Francesca: This document had the sentence in the acknowledgements that said
they were 'solely the view of the authors' or something like that. I was
surprised to see that.

Martin: I'll follow up.

Sandy: It would be helpful if this gets sorted out beforehand. When it gets to
us, we don't question this part and we don't know what would be appropriate.

Martin: Sure. I got it. Thank you.

 o draft-ietf-tsvwg-ecn-encap-guidelines-21  - IETF stream
   Guidelines for Adding Congestion Notification to Protocols that
   Encapsulate IP (Best Current Practice)
   Token: Martin Duke

Liz: We have no Discusses, so unless there's an objection now it looks like
this is ready to be approved.

Martin: This has the same issues. Éric, did it not have the same text the other
one had?

Éric V: I was maybe not paying enough attention, sorry.

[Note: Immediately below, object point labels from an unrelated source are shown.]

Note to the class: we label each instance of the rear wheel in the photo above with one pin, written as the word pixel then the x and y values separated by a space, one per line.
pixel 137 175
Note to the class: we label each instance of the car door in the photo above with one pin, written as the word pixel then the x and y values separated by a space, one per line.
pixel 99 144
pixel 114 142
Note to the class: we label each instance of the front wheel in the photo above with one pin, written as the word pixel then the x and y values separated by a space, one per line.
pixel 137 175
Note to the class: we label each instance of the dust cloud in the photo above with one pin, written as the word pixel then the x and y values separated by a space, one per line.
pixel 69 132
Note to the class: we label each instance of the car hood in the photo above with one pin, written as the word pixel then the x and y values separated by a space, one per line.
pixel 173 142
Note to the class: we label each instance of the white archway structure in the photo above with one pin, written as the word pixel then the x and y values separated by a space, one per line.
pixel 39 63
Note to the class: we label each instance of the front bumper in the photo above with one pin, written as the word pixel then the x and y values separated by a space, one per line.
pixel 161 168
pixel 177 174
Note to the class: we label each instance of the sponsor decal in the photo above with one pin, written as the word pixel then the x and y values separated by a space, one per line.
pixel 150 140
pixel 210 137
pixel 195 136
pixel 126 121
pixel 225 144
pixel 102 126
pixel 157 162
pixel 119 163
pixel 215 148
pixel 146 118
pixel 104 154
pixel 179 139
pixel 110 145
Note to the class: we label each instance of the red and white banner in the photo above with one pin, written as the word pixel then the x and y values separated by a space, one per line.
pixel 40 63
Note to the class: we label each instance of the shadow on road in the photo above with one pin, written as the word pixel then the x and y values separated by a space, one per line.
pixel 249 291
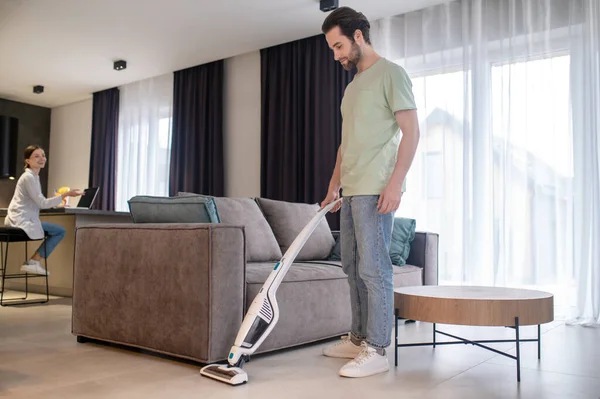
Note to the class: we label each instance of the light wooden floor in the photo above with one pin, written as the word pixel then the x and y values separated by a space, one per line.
pixel 39 358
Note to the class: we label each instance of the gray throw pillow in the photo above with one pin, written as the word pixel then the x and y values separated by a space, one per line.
pixel 211 207
pixel 261 245
pixel 287 219
pixel 150 209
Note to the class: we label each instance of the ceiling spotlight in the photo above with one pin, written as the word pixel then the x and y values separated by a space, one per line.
pixel 120 65
pixel 328 5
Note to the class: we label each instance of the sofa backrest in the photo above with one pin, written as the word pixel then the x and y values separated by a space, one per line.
pixel 261 245
pixel 287 219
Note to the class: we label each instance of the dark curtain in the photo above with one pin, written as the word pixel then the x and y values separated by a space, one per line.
pixel 302 88
pixel 103 154
pixel 197 159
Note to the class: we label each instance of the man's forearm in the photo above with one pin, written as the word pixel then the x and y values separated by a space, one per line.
pixel 406 154
pixel 335 183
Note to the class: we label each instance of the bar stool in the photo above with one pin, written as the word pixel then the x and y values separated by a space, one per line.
pixel 14 234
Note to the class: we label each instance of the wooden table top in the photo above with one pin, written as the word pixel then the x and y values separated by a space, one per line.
pixel 474 306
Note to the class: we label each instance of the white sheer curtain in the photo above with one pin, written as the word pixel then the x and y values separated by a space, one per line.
pixel 145 115
pixel 507 167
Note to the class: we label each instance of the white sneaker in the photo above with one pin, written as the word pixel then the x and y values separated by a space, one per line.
pixel 368 362
pixel 344 349
pixel 34 267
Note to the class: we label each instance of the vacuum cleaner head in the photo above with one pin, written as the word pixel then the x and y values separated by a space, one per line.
pixel 225 373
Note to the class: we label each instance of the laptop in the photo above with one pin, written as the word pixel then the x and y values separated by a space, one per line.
pixel 87 199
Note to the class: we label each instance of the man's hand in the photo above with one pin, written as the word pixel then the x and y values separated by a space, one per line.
pixel 389 200
pixel 332 195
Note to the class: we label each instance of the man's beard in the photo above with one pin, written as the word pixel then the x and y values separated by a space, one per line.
pixel 353 58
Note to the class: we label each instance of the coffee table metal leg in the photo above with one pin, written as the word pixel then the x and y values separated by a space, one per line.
pixel 539 342
pixel 396 333
pixel 518 349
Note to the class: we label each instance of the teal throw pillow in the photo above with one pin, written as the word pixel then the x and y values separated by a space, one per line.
pixel 403 234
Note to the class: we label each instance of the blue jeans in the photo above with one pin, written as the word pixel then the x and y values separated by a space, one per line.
pixel 365 242
pixel 55 234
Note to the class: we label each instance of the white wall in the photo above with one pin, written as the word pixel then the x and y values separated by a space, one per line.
pixel 70 142
pixel 242 125
pixel 71 131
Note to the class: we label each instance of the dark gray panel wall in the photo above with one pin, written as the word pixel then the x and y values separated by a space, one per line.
pixel 34 128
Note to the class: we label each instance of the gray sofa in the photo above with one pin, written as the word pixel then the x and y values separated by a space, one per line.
pixel 183 288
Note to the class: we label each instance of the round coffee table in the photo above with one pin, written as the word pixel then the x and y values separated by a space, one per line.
pixel 474 306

Martin: This is definitely Revised I-D Needed, we don't have to make you push
the Discuss button.

Liz: Okay, this will go into Approved, Revised I-D Needed.

2.1.2 Returning items

 NONE

2.2 Individual submissions
2.2.1 New items

 NONE

2.2.2 Returning items

 NONE

2.3 Status changes
2.3.1 New items

 NONE

2.3.2 Returning items

 NONE

3. Document actions
3.1 WG submissions
3.1.1 New items

 o draft-ietf-ippm-pam-08  - IETF stream
   Precision Availability Metrics for Services Governed by Service
   Level Objectives (SLOs) (Informational)
   Token: Martin Duke

Liz: We have no Discusses, so unless there's an objection now it looks like
this is ready to be approved.

Martin: Zahed, Roman isn't here. Have you gotten a response to your email?

Zahed: No, I haven't. I didn't Discuss it but I would like you to put some
pressure on to address my comments.

Martin: Let's put this one in AD Followup.

3.1.2 Returning items

 NONE

3.2 Individual submissions via AD
3.2.1 New items

 NONE

3.2.2 Returning items

 NONE

3.3 Status changes
3.3.1 New items

 NONE

3.3.2 Returning items

 NONE

3.4 IRTF and Independent Submission stream documents
3.4.1 New items

 o conflict-review-pkcs12-gost-00
   IETF conflict review for draft-pkcs12-gost
     draft-pkcs12-gost-06
     Generating the Transport Key Containers Using the GOST Algorithms
   (ISE: Informational)
   Token: Roman Danyliw

Liz: We have no Discusses, so unless there's an objection now it looks like
this is ready to go back to the ISE. This is ready to be approved, but since
Roman isn't here, maybe we'll just put this in AD Followup so he can check in
case there was anything else he wanted to do with it before it goes.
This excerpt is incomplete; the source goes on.